Arabe de la tribu des Ouled Slimane, Mohamed Bazoum est né le 1er janvier 1960 à Bilabrine, dans la région de Diffa. Sa famille s’installe ensuite à Tesker, dans la région de Zinder, où il passe son enfance et sa scolarité primaire. Après un bac obtenu à Zinder, en 1979, il obtient une bourse pour l’Université Cheikh Anta Diop, à Dakar, et y décroche une maîtrise en philosophie politique et morale. De retour au pays, il enseigne la philosophie. Comme pour de nombreux militants de gauche, il entre en politique par le syndicalisme. Son engagement auprès du Syndicat national des enseignants nigériens (SNEN) lui vaut d’être intégré dans le staff de la puissante Union des syndicats des travailleurs nigériens (USTN). Puis vient le temps des Conférences nationales et de leurs espaces de débat. Son talent d’orateur en fait rapidement une étoile montante de la vie politique. Il se frotte avec succès au suffrage universel et devient député au cours de quatre législatures.

Militant de l’État de droit, farouche adversaire de l’intrusion des militaires dans la vie politique, opposant aux tripatouillages de Constitution, pourfendeur des corrompus de la République, Bazoum est sans doute l’homme politique qui connaît le mieux l’État, le peuple et le territoire. Ses passages à la tête des ministères régaliens en font un expert des rouages de l’administration, un parfait connaisseur de la moindre parcelle du pays pour l’avoir sillonné du nord au sud et d’est en ouest.
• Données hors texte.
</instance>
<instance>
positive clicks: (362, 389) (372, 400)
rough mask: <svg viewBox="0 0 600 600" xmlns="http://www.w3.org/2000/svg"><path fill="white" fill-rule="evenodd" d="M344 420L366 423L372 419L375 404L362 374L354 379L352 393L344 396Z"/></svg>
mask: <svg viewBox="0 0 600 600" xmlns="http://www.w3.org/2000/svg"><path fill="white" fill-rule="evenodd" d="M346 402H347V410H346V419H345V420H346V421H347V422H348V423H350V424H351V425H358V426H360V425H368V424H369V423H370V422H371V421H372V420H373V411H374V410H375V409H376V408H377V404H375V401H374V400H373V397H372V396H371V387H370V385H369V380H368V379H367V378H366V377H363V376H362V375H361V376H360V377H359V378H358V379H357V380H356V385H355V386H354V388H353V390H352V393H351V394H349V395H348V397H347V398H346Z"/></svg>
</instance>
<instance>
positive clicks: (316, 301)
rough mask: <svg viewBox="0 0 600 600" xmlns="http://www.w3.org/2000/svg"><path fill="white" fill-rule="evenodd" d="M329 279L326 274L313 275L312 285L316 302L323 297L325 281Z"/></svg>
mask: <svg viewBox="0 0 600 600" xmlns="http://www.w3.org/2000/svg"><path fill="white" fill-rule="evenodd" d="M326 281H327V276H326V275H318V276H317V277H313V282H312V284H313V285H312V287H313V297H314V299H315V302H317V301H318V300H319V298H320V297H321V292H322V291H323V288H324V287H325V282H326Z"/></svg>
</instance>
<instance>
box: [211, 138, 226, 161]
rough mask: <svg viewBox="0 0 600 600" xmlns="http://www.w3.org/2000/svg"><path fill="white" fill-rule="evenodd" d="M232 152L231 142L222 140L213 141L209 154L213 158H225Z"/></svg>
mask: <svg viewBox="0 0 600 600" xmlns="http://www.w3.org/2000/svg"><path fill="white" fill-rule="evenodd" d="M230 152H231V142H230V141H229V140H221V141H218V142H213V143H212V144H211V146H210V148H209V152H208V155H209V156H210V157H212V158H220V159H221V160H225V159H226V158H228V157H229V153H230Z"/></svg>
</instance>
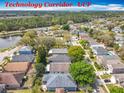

Ses trente ans de carrière politique lui ont permis d’avoir un réseau de fidèles aux quatre coins du Niger. Autant d’atouts qui vont l’aider à vaincre son talon d’Achille: l’appartenance à une minorité ethnique, sérieux handicap en matière électorale. Mais l’argument est balayé d’un revers de bras. Bazoum est confiant: «Le suffrage universel fera de moi le successeur de mon camarade Issoufou Mahamadou.»